DVC (Database Version Control) is a library used by python to keep track of all the modifications that were made to our tables. As Git is for Code, DVC is for databases and tables.
"DVC is meant to be run alongside Git. In fact, the git
and dvc
commands will often be used in tandem, one after the other. While Git is used to store and version code, DVC does the same for data and model files ... Large data and model files go in your DVC remote storage, and small .dvc
files that point to your data go in GitHub"
To init dvc in you code computer you should us this command:
dvc init
This command has already been executed, so you don't need to run it.
To create an storage folder (location) for your files with dvc, you can use the following command:
dvc remote add -d remote_storage path/to/your/dvc_remote
We will work with a GCloud bucket to store all the data. This branch has been already created for you to use.
To add a file to dvc you can run the next linechanges
dvc add data/path/to/your/files
The previous command will create a .dvc file and will put your the file you submmited in the .gitignore file. This will avoid for you to push the original large file to github.

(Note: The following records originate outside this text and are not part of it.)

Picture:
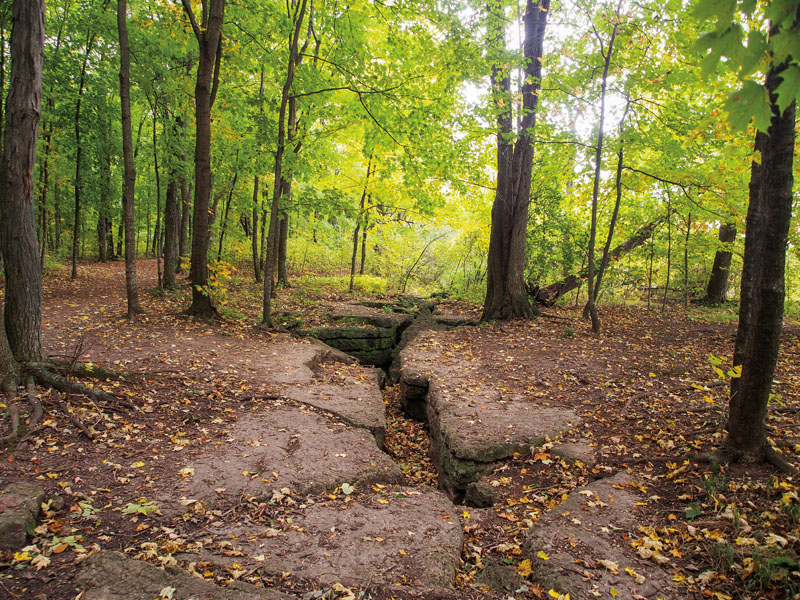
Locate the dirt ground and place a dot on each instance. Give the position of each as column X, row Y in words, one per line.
column 646, row 391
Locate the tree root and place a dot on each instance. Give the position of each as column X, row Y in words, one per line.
column 54, row 380
column 75, row 420
column 766, row 454
column 78, row 369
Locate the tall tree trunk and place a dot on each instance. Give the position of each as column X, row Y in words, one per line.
column 78, row 155
column 717, row 289
column 157, row 231
column 57, row 215
column 356, row 231
column 765, row 257
column 102, row 239
column 20, row 249
column 256, row 261
column 283, row 247
column 591, row 292
column 686, row 264
column 506, row 296
column 364, row 242
column 209, row 40
column 612, row 225
column 669, row 252
column 226, row 210
column 129, row 177
column 298, row 16
column 548, row 295
column 186, row 211
column 172, row 214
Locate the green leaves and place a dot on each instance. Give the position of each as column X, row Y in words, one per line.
column 754, row 55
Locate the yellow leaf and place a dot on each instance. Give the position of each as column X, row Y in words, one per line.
column 524, row 568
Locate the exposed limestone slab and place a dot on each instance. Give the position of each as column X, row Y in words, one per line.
column 113, row 576
column 20, row 504
column 288, row 447
column 592, row 523
column 358, row 401
column 415, row 538
column 472, row 424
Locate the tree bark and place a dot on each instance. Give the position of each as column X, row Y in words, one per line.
column 506, row 295
column 717, row 289
column 78, row 156
column 272, row 236
column 256, row 261
column 209, row 41
column 20, row 249
column 591, row 292
column 768, row 233
column 102, row 239
column 357, row 229
column 171, row 225
column 129, row 177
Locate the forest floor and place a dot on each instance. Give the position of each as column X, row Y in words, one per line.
column 646, row 390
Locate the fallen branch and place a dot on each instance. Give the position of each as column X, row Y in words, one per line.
column 74, row 419
column 54, row 380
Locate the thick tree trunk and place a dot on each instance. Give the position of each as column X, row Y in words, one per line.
column 767, row 247
column 129, row 177
column 506, row 295
column 20, row 249
column 717, row 289
column 209, row 41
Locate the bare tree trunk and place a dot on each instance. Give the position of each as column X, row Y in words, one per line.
column 102, row 239
column 225, row 212
column 209, row 40
column 717, row 289
column 506, row 296
column 78, row 156
column 364, row 243
column 686, row 263
column 157, row 231
column 358, row 226
column 297, row 18
column 591, row 292
column 669, row 251
column 618, row 187
column 129, row 177
column 20, row 249
column 768, row 233
column 256, row 261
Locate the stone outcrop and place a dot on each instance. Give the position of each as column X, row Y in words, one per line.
column 20, row 504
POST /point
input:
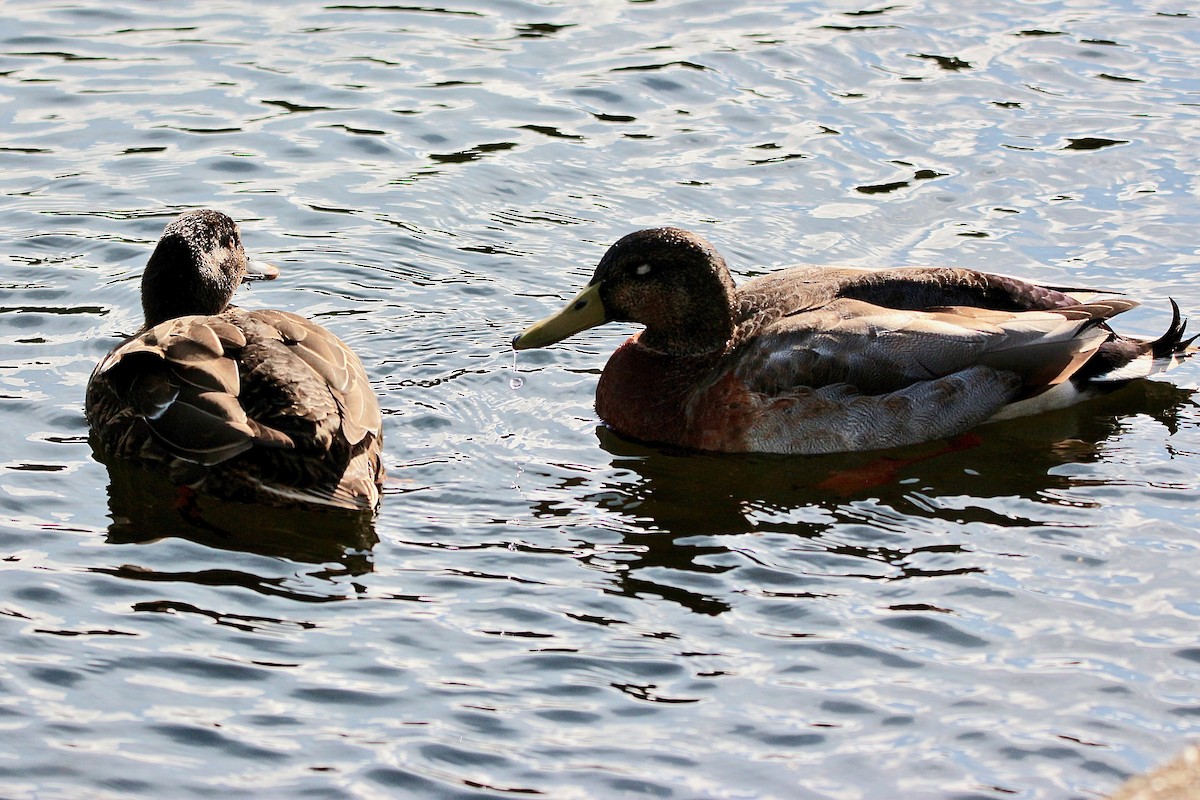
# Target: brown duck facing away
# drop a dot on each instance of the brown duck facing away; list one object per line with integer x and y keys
{"x": 259, "y": 407}
{"x": 813, "y": 360}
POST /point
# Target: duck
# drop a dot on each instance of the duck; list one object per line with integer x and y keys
{"x": 261, "y": 407}
{"x": 814, "y": 360}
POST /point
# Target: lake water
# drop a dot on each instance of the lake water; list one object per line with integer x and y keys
{"x": 540, "y": 608}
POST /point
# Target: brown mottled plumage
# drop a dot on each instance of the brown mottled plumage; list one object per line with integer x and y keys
{"x": 813, "y": 360}
{"x": 251, "y": 405}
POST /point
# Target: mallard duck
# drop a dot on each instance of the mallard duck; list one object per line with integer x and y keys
{"x": 258, "y": 407}
{"x": 816, "y": 360}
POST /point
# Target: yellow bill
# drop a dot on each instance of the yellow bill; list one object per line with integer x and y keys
{"x": 583, "y": 312}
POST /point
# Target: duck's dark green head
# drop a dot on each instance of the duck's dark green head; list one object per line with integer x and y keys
{"x": 196, "y": 268}
{"x": 669, "y": 280}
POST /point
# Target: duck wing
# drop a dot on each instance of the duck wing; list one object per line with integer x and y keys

After that, you will need to push the dvc files to the remote respository. You need to run the following line
dvc push
A significant difference with Github is that commits are only used when you make a modification to a file you already submitted. To make a commit, you need to run the following line:
dvc commit
Finally, if some one of your team pushes another file to dvc, you can download these files to your local computer by using the following line:
dvc pull
All the cleaning and analytic functions that are used can be found in the src folder. If you want to add a functionality to this folder, it is recommended to download Pycharm and follow its indentation and comments protocols. Also, we recommend that all the functions are comment and follow the pep8 cleaning standards
All the files that were not available in a tabular format, can be found in the following Google Drive folder
The description and variable meaning of some tables were saved as PDFs, so if a table does not has this information, look for it in this folder.
Every member of the team must work with a git branch to avoid conflict. As internal protocol each branch must have the following name structure "TeamMemberName-Task". For example, if Gandalf is going to add raw tables to dvc the branch name would be "Gandalf-RawTables". You can create a branch with the following git command:
git checkout -b Gandalf-RawTables
Make sure to pull all previous changes before creating a new branch. After all the tasks are finished, the branch would be merge to the main branch, prior a Team revision.